Marie a écrit spontanément son texte « Non aux nouvelles réintroductions de plantigrades dans les Pyrénées ! » Ce texte a déjà suscité des réactions parfaitement opposées, ce qui nous réjouit évidemment. La réaction vive de Ludovic montre combien en matière ursine les raisonnements s’évanouissent au profit des passions les plus incontrôlables. Moi qui connais Marie depuis presque un an et demi, qui partage sa vie 24 heures sur 24 avec elle, qui l’ait vu à mes côtés défendre ardemment, et en première ligne, l’ours dans les villes et villages des Pyrénées, avec qui nous avons guetté l’ours dans la forêt slovène, je sais quelle est sa fascination et son amour pour cet animal, parfaitement désintéressés et sans calcul, qui surprennent souvent. Dès lors, comment son texte peut-il être présenté comme une émanation fleurant la propagande dite « anti-ours » ? Ou comment un ami qui a posté un commentaire, a-t-il pu comprendre que Marie désirait presque la disparition des ours ?
Après 16 ans de vie et de combat écologique dans les Pyrénées, qui ont vu s’éteindre les derniers ours autochtones et arriver quelques ours originaires du sud de la Slovénie, je sens combien l’envie d’ours est forte chez les défenseurs de cet animal. C’est ainsi que la plupart des personnes - les figures connues ou anonymes, compétentes ou pas sur la question -, abandonnent une grande part de leur raison dès qu’il s’agit de lâcher des ours et surtout des ourses. Car derrière l’ourse, chacun voit l’ourson ou les oursons, ce qui entraîne alors la perte quasi définitive d’un usage normal des capacités de raisonner. Nous tombons alors dans une dimension purement émotionnelle, presque tripale, qui, dans certains cas, peut générer des comportements parfaitement anormaux chez les amis des ours, aussi « humanistes » soient-ils. Il est vrai qu’une autre dimension, dont nous parlerons peut-être une autre fois, pollue singulièrement la défense de l’ours (et c’est un secret de Polichinelle) : l’éternel pouvoir autocratique que certains veulent exercer sur les autres. Car il n’existe pas d’animal sauvage plus politique que l’ours en France, avec toutes les conséquences que cela implique.
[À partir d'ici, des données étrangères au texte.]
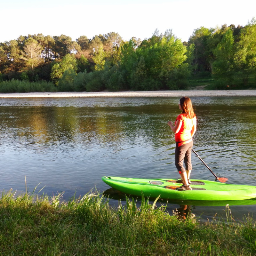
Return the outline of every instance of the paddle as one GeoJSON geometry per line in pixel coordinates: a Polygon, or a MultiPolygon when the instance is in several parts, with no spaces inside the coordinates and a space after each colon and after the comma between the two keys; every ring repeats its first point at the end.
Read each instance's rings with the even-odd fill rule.
{"type": "Polygon", "coordinates": [[[220,181],[220,182],[222,182],[222,183],[224,183],[224,182],[226,182],[227,180],[228,179],[227,178],[220,178],[219,177],[217,177],[214,173],[213,172],[212,172],[212,170],[210,169],[210,168],[208,167],[207,164],[205,164],[204,162],[203,159],[197,155],[196,152],[192,148],[192,151],[193,152],[195,153],[196,155],[196,156],[202,161],[202,162],[208,168],[208,169],[211,171],[211,172],[212,172],[212,174],[214,175],[216,179],[218,180],[219,181],[220,181]]]}

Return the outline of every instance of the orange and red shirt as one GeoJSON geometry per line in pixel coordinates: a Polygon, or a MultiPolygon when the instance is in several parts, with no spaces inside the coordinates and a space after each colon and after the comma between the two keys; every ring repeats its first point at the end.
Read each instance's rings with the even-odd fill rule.
{"type": "Polygon", "coordinates": [[[180,142],[186,140],[187,141],[186,143],[187,143],[189,142],[190,139],[192,139],[191,131],[193,125],[196,124],[196,117],[195,116],[192,119],[188,118],[185,116],[184,114],[181,114],[179,115],[176,118],[174,125],[177,120],[179,120],[181,122],[181,126],[180,131],[175,134],[175,140],[180,142]]]}

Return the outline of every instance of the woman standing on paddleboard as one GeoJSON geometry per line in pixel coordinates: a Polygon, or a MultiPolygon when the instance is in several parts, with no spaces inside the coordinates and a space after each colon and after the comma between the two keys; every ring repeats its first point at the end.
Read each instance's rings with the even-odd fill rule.
{"type": "Polygon", "coordinates": [[[192,137],[196,130],[196,117],[189,98],[182,98],[179,105],[182,113],[176,118],[174,126],[171,121],[168,124],[175,134],[175,165],[183,181],[183,185],[178,189],[191,190],[189,185],[192,170],[191,151],[193,146],[192,137]],[[186,169],[183,166],[183,160],[186,169]]]}

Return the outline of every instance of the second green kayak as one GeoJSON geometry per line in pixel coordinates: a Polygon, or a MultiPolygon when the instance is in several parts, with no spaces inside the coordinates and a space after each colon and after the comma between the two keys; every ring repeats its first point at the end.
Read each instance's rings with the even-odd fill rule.
{"type": "Polygon", "coordinates": [[[191,180],[192,190],[179,191],[180,180],[171,179],[136,179],[105,176],[104,182],[126,194],[147,197],[178,200],[226,201],[256,197],[256,186],[225,184],[202,180],[191,180]]]}

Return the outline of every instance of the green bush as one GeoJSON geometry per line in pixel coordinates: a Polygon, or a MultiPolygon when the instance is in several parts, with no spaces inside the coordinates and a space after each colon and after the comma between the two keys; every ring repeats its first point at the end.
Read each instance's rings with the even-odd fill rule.
{"type": "Polygon", "coordinates": [[[57,88],[52,83],[45,81],[30,83],[12,79],[10,81],[0,82],[0,92],[2,93],[56,91],[57,88]]]}
{"type": "Polygon", "coordinates": [[[59,80],[58,91],[59,92],[74,92],[75,89],[74,81],[76,76],[76,72],[73,70],[68,69],[65,70],[59,80]]]}

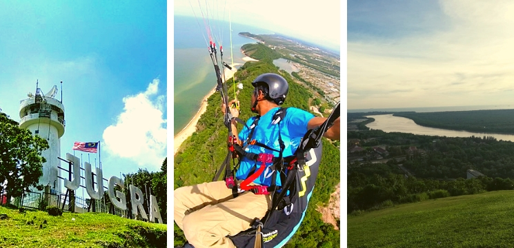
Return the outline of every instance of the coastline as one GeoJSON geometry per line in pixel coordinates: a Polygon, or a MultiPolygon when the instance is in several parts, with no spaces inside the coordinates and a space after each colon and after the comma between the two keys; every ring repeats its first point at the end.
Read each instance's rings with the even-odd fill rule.
{"type": "MultiPolygon", "coordinates": [[[[250,58],[251,59],[251,58],[250,58]]],[[[234,76],[234,74],[237,71],[235,68],[235,65],[238,65],[240,64],[238,63],[234,63],[230,65],[230,67],[233,68],[233,70],[229,70],[228,68],[225,68],[224,73],[225,73],[225,78],[226,79],[230,79],[233,76],[234,76]]],[[[210,96],[212,95],[212,94],[215,94],[216,92],[216,87],[214,87],[212,90],[211,90],[207,95],[204,97],[204,99],[201,101],[201,105],[200,105],[200,108],[198,110],[198,112],[195,114],[195,116],[192,117],[191,121],[189,121],[188,125],[186,125],[184,128],[183,128],[180,132],[177,134],[177,135],[173,137],[173,155],[175,156],[177,154],[177,152],[179,151],[179,148],[180,148],[180,145],[182,145],[182,143],[186,141],[189,136],[192,135],[195,132],[197,131],[197,123],[198,123],[198,120],[200,119],[200,117],[204,113],[205,113],[206,110],[207,110],[207,100],[210,97],[210,96]]]]}

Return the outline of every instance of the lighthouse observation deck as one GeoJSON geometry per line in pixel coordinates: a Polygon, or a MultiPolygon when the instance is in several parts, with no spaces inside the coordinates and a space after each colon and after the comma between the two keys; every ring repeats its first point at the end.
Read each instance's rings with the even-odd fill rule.
{"type": "Polygon", "coordinates": [[[27,129],[34,124],[44,123],[55,127],[59,138],[64,134],[66,124],[64,105],[53,97],[37,94],[34,97],[21,100],[19,117],[21,118],[19,121],[21,128],[27,129]]]}

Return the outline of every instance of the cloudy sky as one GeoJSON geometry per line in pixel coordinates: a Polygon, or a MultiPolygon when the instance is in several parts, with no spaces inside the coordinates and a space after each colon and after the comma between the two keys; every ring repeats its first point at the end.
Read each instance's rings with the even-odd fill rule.
{"type": "Polygon", "coordinates": [[[512,1],[348,2],[348,108],[508,105],[512,1]]]}
{"type": "Polygon", "coordinates": [[[339,0],[302,3],[296,0],[217,0],[208,3],[209,8],[204,1],[175,0],[174,14],[196,15],[201,20],[199,10],[208,9],[214,19],[228,21],[230,12],[233,22],[271,30],[330,48],[340,46],[342,6],[339,0]]]}
{"type": "Polygon", "coordinates": [[[101,141],[104,177],[160,169],[167,147],[166,1],[3,1],[0,17],[3,112],[19,121],[19,101],[37,80],[44,93],[54,85],[60,90],[62,81],[62,157],[75,141],[101,141]]]}

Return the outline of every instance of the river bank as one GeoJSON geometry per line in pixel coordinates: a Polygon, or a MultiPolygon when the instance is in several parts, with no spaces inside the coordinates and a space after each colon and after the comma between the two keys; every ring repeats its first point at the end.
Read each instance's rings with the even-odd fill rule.
{"type": "MultiPolygon", "coordinates": [[[[232,67],[233,70],[230,70],[228,68],[225,68],[224,73],[225,73],[225,78],[226,79],[230,79],[234,76],[234,74],[237,71],[235,68],[235,65],[239,65],[240,64],[238,63],[234,63],[230,65],[232,67]]],[[[186,141],[186,138],[188,138],[189,136],[192,135],[195,132],[197,131],[197,123],[198,123],[198,120],[200,119],[200,117],[204,113],[205,113],[206,110],[207,110],[207,100],[210,97],[210,96],[212,95],[212,94],[216,92],[216,87],[213,87],[212,90],[211,90],[207,95],[204,97],[204,99],[201,101],[201,105],[200,105],[200,108],[198,110],[198,112],[195,114],[195,116],[192,117],[191,121],[188,123],[188,125],[186,125],[184,128],[183,128],[177,135],[175,136],[173,138],[173,154],[176,154],[177,152],[179,151],[179,148],[180,148],[180,145],[182,145],[182,143],[186,141]]]]}
{"type": "Polygon", "coordinates": [[[514,135],[477,133],[466,131],[456,131],[441,128],[424,127],[416,124],[412,119],[394,116],[393,114],[368,115],[366,118],[373,118],[375,121],[366,125],[373,130],[380,130],[386,132],[403,132],[418,135],[446,136],[447,137],[471,137],[471,136],[494,136],[497,140],[514,141],[514,135]]]}

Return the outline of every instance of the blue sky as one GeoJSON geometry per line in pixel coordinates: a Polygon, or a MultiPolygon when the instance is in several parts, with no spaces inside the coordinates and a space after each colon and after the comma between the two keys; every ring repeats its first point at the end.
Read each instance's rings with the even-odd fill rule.
{"type": "MultiPolygon", "coordinates": [[[[203,1],[201,8],[207,9],[203,1]]],[[[195,17],[201,20],[199,1],[175,0],[174,14],[195,17]],[[193,12],[193,10],[195,12],[193,12]]],[[[228,20],[230,10],[233,22],[287,34],[332,49],[340,47],[340,1],[320,0],[246,0],[210,1],[210,14],[213,19],[228,20]]]]}
{"type": "Polygon", "coordinates": [[[348,1],[348,108],[514,103],[513,34],[511,1],[348,1]]]}
{"type": "Polygon", "coordinates": [[[62,157],[75,141],[101,141],[104,177],[160,169],[167,148],[166,1],[3,1],[0,17],[3,112],[19,121],[19,101],[37,80],[45,93],[54,85],[60,90],[62,81],[62,157]]]}

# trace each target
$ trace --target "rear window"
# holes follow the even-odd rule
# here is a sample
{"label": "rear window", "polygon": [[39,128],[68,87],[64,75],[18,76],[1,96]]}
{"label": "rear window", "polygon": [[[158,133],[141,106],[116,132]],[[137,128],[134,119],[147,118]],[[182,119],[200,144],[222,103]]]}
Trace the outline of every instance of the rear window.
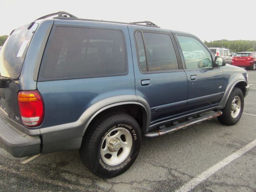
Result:
{"label": "rear window", "polygon": [[122,31],[57,27],[44,54],[40,80],[125,74]]}
{"label": "rear window", "polygon": [[236,55],[236,57],[248,57],[250,53],[238,53]]}
{"label": "rear window", "polygon": [[214,54],[216,54],[216,49],[209,49]]}
{"label": "rear window", "polygon": [[30,41],[38,24],[29,30],[28,26],[16,29],[9,36],[0,52],[0,76],[17,78],[20,76]]}

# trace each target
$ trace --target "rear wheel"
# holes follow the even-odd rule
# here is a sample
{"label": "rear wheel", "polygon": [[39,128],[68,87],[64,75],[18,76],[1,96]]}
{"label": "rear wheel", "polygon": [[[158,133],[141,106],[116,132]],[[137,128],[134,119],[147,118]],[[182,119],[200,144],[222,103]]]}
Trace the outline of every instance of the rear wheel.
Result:
{"label": "rear wheel", "polygon": [[102,178],[114,177],[127,170],[140,148],[140,126],[125,113],[98,119],[86,134],[80,150],[81,159],[91,171]]}
{"label": "rear wheel", "polygon": [[219,121],[227,125],[233,125],[237,123],[242,116],[244,109],[244,95],[242,90],[235,87],[231,92],[223,114],[218,117]]}
{"label": "rear wheel", "polygon": [[252,65],[252,66],[250,68],[251,70],[256,70],[256,63],[254,63]]}

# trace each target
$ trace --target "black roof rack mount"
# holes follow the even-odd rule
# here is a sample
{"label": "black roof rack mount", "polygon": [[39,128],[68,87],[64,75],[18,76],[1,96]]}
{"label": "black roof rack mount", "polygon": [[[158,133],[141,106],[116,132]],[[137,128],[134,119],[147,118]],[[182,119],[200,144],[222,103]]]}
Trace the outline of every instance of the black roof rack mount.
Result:
{"label": "black roof rack mount", "polygon": [[48,17],[54,16],[54,15],[58,15],[58,17],[56,17],[56,18],[61,18],[63,17],[66,18],[68,17],[68,16],[69,18],[78,18],[77,17],[76,17],[76,16],[75,16],[74,15],[73,15],[72,14],[70,14],[70,13],[68,13],[67,12],[65,12],[64,11],[59,11],[57,13],[52,13],[51,14],[45,15],[44,16],[43,16],[40,18],[38,18],[38,19],[36,19],[35,20],[39,20],[40,19],[46,19]]}
{"label": "black roof rack mount", "polygon": [[[123,23],[122,22],[104,21],[103,20],[95,20],[92,19],[80,19],[80,18],[78,18],[76,16],[74,16],[72,14],[70,14],[70,13],[68,13],[64,11],[59,11],[57,13],[52,13],[51,14],[49,14],[48,15],[45,15],[44,16],[36,19],[36,20],[35,20],[35,21],[36,20],[39,20],[40,19],[46,19],[46,18],[48,18],[48,17],[52,17],[53,16],[54,16],[55,15],[58,15],[58,16],[56,17],[54,17],[53,18],[54,19],[66,19],[83,21],[97,21],[99,22],[105,22],[112,23],[120,23],[121,24],[128,24],[130,25],[139,25],[140,26],[146,26],[148,27],[153,27],[160,28],[160,27],[158,26],[153,22],[151,22],[151,21],[140,21],[139,22],[133,22],[130,23]],[[32,22],[32,23],[30,24],[30,26],[28,28],[28,29],[29,29],[29,28],[31,28],[31,26],[33,26],[34,22],[35,21],[33,21],[33,22]]]}
{"label": "black roof rack mount", "polygon": [[158,26],[156,24],[154,23],[153,22],[151,22],[149,21],[140,21],[138,22],[132,22],[131,23],[133,23],[134,24],[142,24],[143,23],[145,23],[146,26],[154,26],[155,27],[160,27]]}

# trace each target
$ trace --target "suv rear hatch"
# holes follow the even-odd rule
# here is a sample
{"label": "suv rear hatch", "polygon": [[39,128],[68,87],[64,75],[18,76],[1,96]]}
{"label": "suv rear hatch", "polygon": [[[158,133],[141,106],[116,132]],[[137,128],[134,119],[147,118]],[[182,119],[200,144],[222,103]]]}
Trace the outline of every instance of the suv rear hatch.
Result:
{"label": "suv rear hatch", "polygon": [[22,124],[18,102],[22,69],[30,44],[38,24],[13,31],[0,51],[0,110]]}

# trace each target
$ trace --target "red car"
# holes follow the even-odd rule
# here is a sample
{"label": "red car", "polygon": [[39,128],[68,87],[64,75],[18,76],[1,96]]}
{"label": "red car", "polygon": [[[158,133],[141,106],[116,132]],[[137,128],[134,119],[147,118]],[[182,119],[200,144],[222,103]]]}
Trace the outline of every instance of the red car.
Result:
{"label": "red car", "polygon": [[231,64],[238,67],[245,67],[246,69],[256,70],[256,52],[237,53],[232,58]]}

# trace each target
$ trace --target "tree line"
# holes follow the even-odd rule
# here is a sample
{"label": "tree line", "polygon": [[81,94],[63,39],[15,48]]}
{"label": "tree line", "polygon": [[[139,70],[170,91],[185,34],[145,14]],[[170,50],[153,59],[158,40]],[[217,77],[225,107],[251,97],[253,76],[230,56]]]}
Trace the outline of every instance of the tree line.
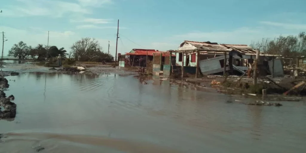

Depuis les premiers lâchers, en 1996, l’Etat a compris quelle arme politique il avait sous la main. A très bon compte, sans vision à long terme, sans dépenser beaucoup d’argent (quoi qu’en disent les ultra pastoraux), il donne le change devant l’opinion nationale et même internationale. La faillite de la protection des ours des Pyrénées est ainsi en grande partie occultée par les lâchers d’ours de Slovénie dans les Pyrénées, une opération somme toute assez facile à mettre en œuvre. Car, n’oublions jamais, que nos autorités étatiques, locales et associatives n’ont pas su conserver les ours présents dans les Pyrénées depuis la nuit des temps, avant que les hommes ne colonisent les vallées. C’est ainsi que la mort de l’ourse Cannelle a signé la fin d’une histoire de centaines de millénaires, et de 5 à 7 000 années de relations avec les hommes. On ne « remplace » pas (j’emploie ce verbe très inapproprié, car il a été utilisé par le mouvement de défense de l’ours), si facilement une lignée d’ours par une autre. Et, nous ferions bien d’écouter de près les Slovènes, très vexés du sort subi par leurs ours, car ils pourraient être tentés de fermer les « vannes »…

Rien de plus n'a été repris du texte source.